To perform a dry-run:

snakemake --snakefile ex-1a.smk --dry-run

If all looks well, run example 1a (remove --dry-run from the previous command)

snakemake --snakefile ex-1a.smk

Review the ouputs. Were they generated successfully? What happens if we try running it again?
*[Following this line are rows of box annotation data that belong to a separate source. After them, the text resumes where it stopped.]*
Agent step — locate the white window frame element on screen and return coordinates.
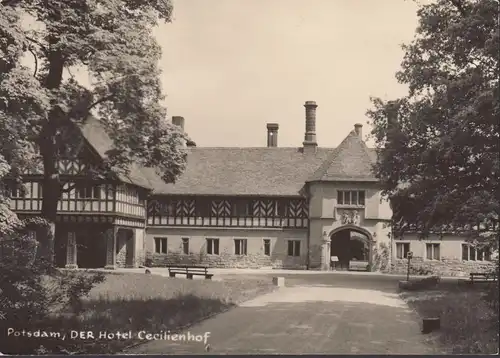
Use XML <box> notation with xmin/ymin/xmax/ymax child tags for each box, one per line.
<box><xmin>207</xmin><ymin>237</ymin><xmax>220</xmax><ymax>256</ymax></box>
<box><xmin>425</xmin><ymin>242</ymin><xmax>441</xmax><ymax>261</ymax></box>
<box><xmin>396</xmin><ymin>242</ymin><xmax>411</xmax><ymax>259</ymax></box>
<box><xmin>154</xmin><ymin>236</ymin><xmax>168</xmax><ymax>254</ymax></box>
<box><xmin>234</xmin><ymin>238</ymin><xmax>248</xmax><ymax>256</ymax></box>
<box><xmin>337</xmin><ymin>189</ymin><xmax>366</xmax><ymax>208</ymax></box>
<box><xmin>262</xmin><ymin>239</ymin><xmax>271</xmax><ymax>256</ymax></box>
<box><xmin>461</xmin><ymin>242</ymin><xmax>491</xmax><ymax>262</ymax></box>
<box><xmin>181</xmin><ymin>237</ymin><xmax>190</xmax><ymax>255</ymax></box>
<box><xmin>287</xmin><ymin>240</ymin><xmax>302</xmax><ymax>257</ymax></box>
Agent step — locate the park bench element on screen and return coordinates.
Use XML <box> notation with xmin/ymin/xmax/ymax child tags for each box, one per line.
<box><xmin>467</xmin><ymin>272</ymin><xmax>498</xmax><ymax>285</ymax></box>
<box><xmin>349</xmin><ymin>260</ymin><xmax>368</xmax><ymax>271</ymax></box>
<box><xmin>167</xmin><ymin>265</ymin><xmax>213</xmax><ymax>280</ymax></box>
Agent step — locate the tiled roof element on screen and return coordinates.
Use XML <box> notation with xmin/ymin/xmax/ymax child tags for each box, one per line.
<box><xmin>82</xmin><ymin>119</ymin><xmax>377</xmax><ymax>196</ymax></box>
<box><xmin>81</xmin><ymin>117</ymin><xmax>152</xmax><ymax>189</ymax></box>
<box><xmin>146</xmin><ymin>147</ymin><xmax>333</xmax><ymax>196</ymax></box>
<box><xmin>309</xmin><ymin>131</ymin><xmax>378</xmax><ymax>182</ymax></box>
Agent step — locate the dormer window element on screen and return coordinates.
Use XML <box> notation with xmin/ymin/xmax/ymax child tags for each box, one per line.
<box><xmin>337</xmin><ymin>190</ymin><xmax>365</xmax><ymax>206</ymax></box>
<box><xmin>76</xmin><ymin>185</ymin><xmax>101</xmax><ymax>199</ymax></box>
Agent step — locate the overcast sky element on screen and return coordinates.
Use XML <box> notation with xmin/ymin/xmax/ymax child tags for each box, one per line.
<box><xmin>156</xmin><ymin>0</ymin><xmax>424</xmax><ymax>147</ymax></box>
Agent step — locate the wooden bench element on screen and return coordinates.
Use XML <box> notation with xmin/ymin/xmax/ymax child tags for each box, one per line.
<box><xmin>349</xmin><ymin>260</ymin><xmax>368</xmax><ymax>271</ymax></box>
<box><xmin>167</xmin><ymin>265</ymin><xmax>213</xmax><ymax>280</ymax></box>
<box><xmin>467</xmin><ymin>272</ymin><xmax>498</xmax><ymax>285</ymax></box>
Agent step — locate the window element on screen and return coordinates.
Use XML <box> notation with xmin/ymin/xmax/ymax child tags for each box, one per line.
<box><xmin>155</xmin><ymin>237</ymin><xmax>167</xmax><ymax>254</ymax></box>
<box><xmin>276</xmin><ymin>200</ymin><xmax>288</xmax><ymax>218</ymax></box>
<box><xmin>288</xmin><ymin>240</ymin><xmax>300</xmax><ymax>256</ymax></box>
<box><xmin>264</xmin><ymin>239</ymin><xmax>271</xmax><ymax>256</ymax></box>
<box><xmin>396</xmin><ymin>242</ymin><xmax>410</xmax><ymax>259</ymax></box>
<box><xmin>462</xmin><ymin>244</ymin><xmax>491</xmax><ymax>261</ymax></box>
<box><xmin>5</xmin><ymin>184</ymin><xmax>27</xmax><ymax>198</ymax></box>
<box><xmin>76</xmin><ymin>185</ymin><xmax>101</xmax><ymax>199</ymax></box>
<box><xmin>231</xmin><ymin>200</ymin><xmax>252</xmax><ymax>217</ymax></box>
<box><xmin>195</xmin><ymin>199</ymin><xmax>212</xmax><ymax>218</ymax></box>
<box><xmin>207</xmin><ymin>239</ymin><xmax>219</xmax><ymax>255</ymax></box>
<box><xmin>234</xmin><ymin>239</ymin><xmax>247</xmax><ymax>255</ymax></box>
<box><xmin>164</xmin><ymin>200</ymin><xmax>177</xmax><ymax>216</ymax></box>
<box><xmin>337</xmin><ymin>190</ymin><xmax>365</xmax><ymax>206</ymax></box>
<box><xmin>425</xmin><ymin>244</ymin><xmax>441</xmax><ymax>260</ymax></box>
<box><xmin>182</xmin><ymin>237</ymin><xmax>189</xmax><ymax>255</ymax></box>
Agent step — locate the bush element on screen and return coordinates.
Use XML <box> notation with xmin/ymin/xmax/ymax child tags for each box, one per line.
<box><xmin>369</xmin><ymin>242</ymin><xmax>390</xmax><ymax>271</ymax></box>
<box><xmin>410</xmin><ymin>264</ymin><xmax>433</xmax><ymax>276</ymax></box>
<box><xmin>0</xmin><ymin>232</ymin><xmax>102</xmax><ymax>354</ymax></box>
<box><xmin>483</xmin><ymin>259</ymin><xmax>500</xmax><ymax>312</ymax></box>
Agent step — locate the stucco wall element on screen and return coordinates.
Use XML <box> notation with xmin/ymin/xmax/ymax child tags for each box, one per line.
<box><xmin>134</xmin><ymin>229</ymin><xmax>146</xmax><ymax>267</ymax></box>
<box><xmin>309</xmin><ymin>183</ymin><xmax>392</xmax><ymax>268</ymax></box>
<box><xmin>146</xmin><ymin>227</ymin><xmax>307</xmax><ymax>269</ymax></box>
<box><xmin>392</xmin><ymin>234</ymin><xmax>495</xmax><ymax>276</ymax></box>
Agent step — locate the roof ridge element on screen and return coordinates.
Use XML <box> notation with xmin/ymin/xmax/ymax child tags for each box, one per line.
<box><xmin>307</xmin><ymin>130</ymin><xmax>373</xmax><ymax>182</ymax></box>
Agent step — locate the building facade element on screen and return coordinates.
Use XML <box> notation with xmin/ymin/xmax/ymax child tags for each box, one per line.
<box><xmin>5</xmin><ymin>101</ymin><xmax>498</xmax><ymax>275</ymax></box>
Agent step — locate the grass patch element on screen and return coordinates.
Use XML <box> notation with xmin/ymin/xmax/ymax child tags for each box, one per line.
<box><xmin>401</xmin><ymin>281</ymin><xmax>499</xmax><ymax>354</ymax></box>
<box><xmin>4</xmin><ymin>272</ymin><xmax>274</xmax><ymax>354</ymax></box>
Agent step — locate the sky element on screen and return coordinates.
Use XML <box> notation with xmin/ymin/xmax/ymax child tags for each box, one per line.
<box><xmin>155</xmin><ymin>0</ymin><xmax>424</xmax><ymax>147</ymax></box>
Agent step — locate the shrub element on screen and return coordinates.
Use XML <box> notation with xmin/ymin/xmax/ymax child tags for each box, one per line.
<box><xmin>0</xmin><ymin>232</ymin><xmax>102</xmax><ymax>354</ymax></box>
<box><xmin>369</xmin><ymin>242</ymin><xmax>390</xmax><ymax>271</ymax></box>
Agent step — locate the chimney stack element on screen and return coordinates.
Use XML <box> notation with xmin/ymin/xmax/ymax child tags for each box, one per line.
<box><xmin>267</xmin><ymin>123</ymin><xmax>279</xmax><ymax>147</ymax></box>
<box><xmin>172</xmin><ymin>116</ymin><xmax>184</xmax><ymax>130</ymax></box>
<box><xmin>303</xmin><ymin>101</ymin><xmax>318</xmax><ymax>149</ymax></box>
<box><xmin>354</xmin><ymin>123</ymin><xmax>363</xmax><ymax>139</ymax></box>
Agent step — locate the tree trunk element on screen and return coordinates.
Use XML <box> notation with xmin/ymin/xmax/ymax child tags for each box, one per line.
<box><xmin>39</xmin><ymin>23</ymin><xmax>64</xmax><ymax>267</ymax></box>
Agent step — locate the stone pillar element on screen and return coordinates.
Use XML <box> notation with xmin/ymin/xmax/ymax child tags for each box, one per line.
<box><xmin>65</xmin><ymin>231</ymin><xmax>78</xmax><ymax>269</ymax></box>
<box><xmin>104</xmin><ymin>227</ymin><xmax>116</xmax><ymax>270</ymax></box>
<box><xmin>321</xmin><ymin>238</ymin><xmax>330</xmax><ymax>271</ymax></box>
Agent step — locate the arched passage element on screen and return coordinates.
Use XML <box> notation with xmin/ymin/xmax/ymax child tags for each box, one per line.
<box><xmin>330</xmin><ymin>225</ymin><xmax>372</xmax><ymax>270</ymax></box>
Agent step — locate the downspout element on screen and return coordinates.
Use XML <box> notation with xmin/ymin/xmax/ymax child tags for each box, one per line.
<box><xmin>304</xmin><ymin>183</ymin><xmax>311</xmax><ymax>270</ymax></box>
snakemake --snakefile ex-1a.smk

Try deleting the output directory. What happens if we run it then?

rm -r output/
snakemake --snakefile ex-1a.smk

You have reached the end of example 1a ✅

Now we'll make the workflow a bit more interesting. We'll add more rules, use a configuration file, and more!

Expand - Ex. 1b

ex-1b.smk contents:

rule all:
  input:
    expand("output/{bname}_fsorted.txt", bname=config['basenames']),
    expand("output/{bname}_randsorted.txt", bname=config['basenames'])

rule rsort:
  input:
    "{base}.txt"
  output:
    "output/{base}_rsorted.txt"
  shell:
    "sort -r {input} > {output}"

rule append_value:
  input:
    "output/{base}_rsorted.txt"
  output:
    "output/{base}_appended.txt"
  params:
    append_val = config['append_val']
  shell:
    "cat {input} > {output} ; "
    "echo {params.append_val} >> {output}"

rule randsort:
  input:
    "output/{base}_appended.txt"
  output:
    "output/{base}_randsorted.txt"
  shell:
    "sort -R {input} > {output}"

rule fsort:
  input:
    "output/{base}_appended.txt"
  output:
    "output/{base}_fsorted.txt"
  shell:
    "sleep 2 ; sort -n {input} > {output}"

config-ex1.yml contents:

basenames:
  - 'sampleA'
  - 'sampleB'
  - 'sampleC'
append_val: 42
Ex. 1b rulegraph

Ex. 1b rulegraph

Review these files and consider the following topics:

  • The DAG/rulegraph
  • The configuration file
  • The expand statement

To dry-run the new snakefile/configfile

snakemake --snakefile ex-1b.smk --configfile config-ex1.yml --dry-run

If all looks well, run the workflow (remove the --dry-run flag)

snakemake --snakefile ex-1b.smk --configfile config-ex1.yml

Review the directory of results. Did snakemake run the workflow, and successfully create the desired targets?

Try deleting an intermediate file, then running the pipeline again. What happens?

rm output/sampleA_appended.txt
snakemake --snakefile ex-1b.smk --configfile config-ex1.yml

What about modifying an intermediate file, and running the pipeline again?

echo 101 >> output/sampleB_appended.txt
snakemake --snakefile ex-1b.smk --configfile config-ex1.yml

Try creating the DAG or rulegraph

#DAG (file-level granularity)
snakemake --snakefile ex-1b.smk --configfile config-ex1.yml --dag | dot -T pdf > dag-ex-1b.pdf
#Rulegraph (rule-level granularity)
snakemake --snakefile ex-1b.smk --configfile config-ex1.yml --rulegraph | dot -T pdf > rg-ex-1b.pdf

You have reached the end of example 1b ✅